A Capability Maturity Model for Research Data Management
CMM for RDM » 1. Data Management in General » 1.1 Commitment to Perform

1.1 Commitment to Perform

Last modified by Arden Kirkland on 2014/05/18 11:53

1.1 Commitment to Perform

Commitment to Perform describes the actions the organization must take to ensure that the process is established and will endure. Commitment to Perform typically involves establishing organizational policies and senior management sponsorship.

1.1.1 Identify stakeholders

The goal of identifying stakeholders is to establish a shared understanding of who are the data owners, contributors, managers, and users affected by data management. Stakeholders include not only those who create and manage data but also entities that are data users, funding agencies, or home institutions of contributing researchers (DataOne, 2011). 
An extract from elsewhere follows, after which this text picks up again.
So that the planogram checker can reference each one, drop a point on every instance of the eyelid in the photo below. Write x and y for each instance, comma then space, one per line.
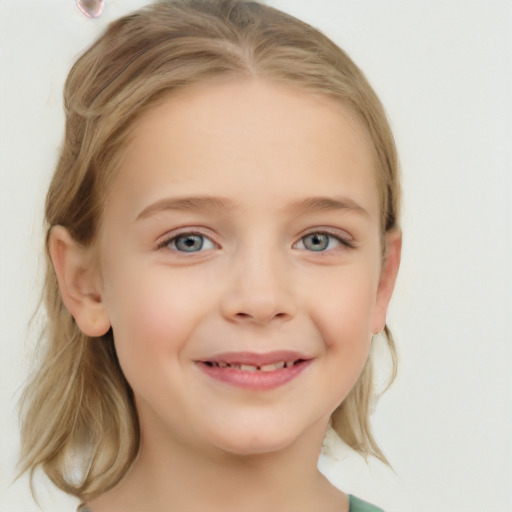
169, 237
341, 235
Explicit identification of stakeholders is important because research data management processes are increasingly complex and so involve entities with different roles, specializing in different aspects of data management. For example, data managers are responsible for data storage, management, backup, and access. Research team members need to document data collection and processing methods and parameters, validate and verify data quality, and maintain information on workflows and data flows for provenance and quality control purposes. Technology staff need to assure that the infrastructure services are in good order to support the data management activities. However, organizations may not have all of these stakeholders and responsibilities can be differently distributed.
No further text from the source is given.